Event honors Law Prof. David Martin's 35th anniversary on faculty

The Law School's Immigration Law Program and the Journal of Law and Politics held a symposium Friday to discuss the future of immigration enforcement, focusing on problems in the United States’ immigration enforcement system.

Speakers and panelists from academia and the government discussed finding stable and sustainable solutions to immigration control. The symposium also honored Law Prof. David Martin, an expert in immigration, constitutional law, and international law, who will celebrate 35 years on the Law School faculty next fall.

Doris Meissner, senior fellow and director of the U.S. Immigration Policy Program at the Migration Policy Institute, gave the keynote address. Meissner, formerly the commissioner of the U.S. Immigration and Naturalization Service, said the United States is entering a new age of immigration.

“The era of large scale unauthorized migration that we’ve been experiencing for four decades from Mexico is over,” Meissner said.

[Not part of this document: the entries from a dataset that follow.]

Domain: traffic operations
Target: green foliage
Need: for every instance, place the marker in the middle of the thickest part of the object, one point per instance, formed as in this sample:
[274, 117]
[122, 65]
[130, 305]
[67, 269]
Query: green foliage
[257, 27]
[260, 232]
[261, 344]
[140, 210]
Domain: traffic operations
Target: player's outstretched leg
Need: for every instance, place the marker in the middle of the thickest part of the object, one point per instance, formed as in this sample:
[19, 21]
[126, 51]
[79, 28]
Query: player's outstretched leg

Migrants crossing the border today are doing so for different reasons than in the past, she said, and the new situation calls for creative new solutions. — which may not come from Congress.

“When you look at the politics of what has kept immigration reform from happening, it is entirely possible that we will not have a Congress that can enact immigration reform, so we have to work with what we have,” she said. “Immigration reform is not saving us, and it may not save us for a while.”

Martin said the symposium focused on enforcement rather than reform because it is an important issue that often does not receive a lot of publicity.

“Immigration reform generally is an important issue,” Martin said. “We wanted to focus on a side that hasn’t gotten as much attention: enforcement, and what kind of enforcement measures can we adopt in the future. … [Meissner] provided a good and full analysis of the situation and what we’ve been able to do.”

Third-year Law student Rhett Ricard, editor-in-chief of the Journal of Law and Politics, agreed.

“I hope attendees gained an understanding of the competing conceptions on how to move forward for immigration enforcement,” Ricard said in an email. “Any future action on immigration enforcement, if any occurs, will likely be accomplished through executive action. Such action raises a host of political and legal issues, such as how the electorate will respond to executive actions on immigration and how does executive action undermine and/or strengthen the rule of law concerning statutory duties for immigration enforcement.”

Meissner said the new trends in immigration are not well understood by the public.

“There are certainly still crossers,” Meissner said, but “we’ve had no new net illegal immigration from Mexico for at least five years.”

Meissner laid out several reasons for the shift in crossings over the southwest border. Fertility in Mexico has significantly decreased, the recession in the United States has lessened the allure of the American job market and Mexico’s job market has become steadier, she said.

In addition to these structural changes, federal legislation in 1996 “greatly expanded… the grounds for removal” of immigrants, and changed the way deportations are carried out.

“A fundamental shift [occurred], from removing people through informal methods to formal methods of removal,” Meissner said. Before 1996, formal deportations accounted for only 3 percent of deportations at the southwest border. Now, almost 75 percent of all deportations are formal.

“People who have been formally removed become ineligible for visa,” Meissner said, and they are likely to receive criminal charges if they come back.

Meissner said 68,000 unaccompanied children crossed the southwest border this summer, and the crisis might not be over.

“The issues have gone off the front pages,” Meissner said. “But the fundamentals are still in place. This crisis [is] a reason to think more carefully and more broadly about the new challenges that face our system.”

Meissner proposed re-thinking legal representation, the roles of various agencies, and the place of the United States within the region.

“The deeper causes for migration comes from the conditions in these [Latin-American] countries,” Meissner said. “These countries are going to have to change dramatically for immigration to change. Violence is tied to drugs, and the demands for drugs is in this country. … We are tied together [with those countries]. So what is our shared responsibility as part of the region?”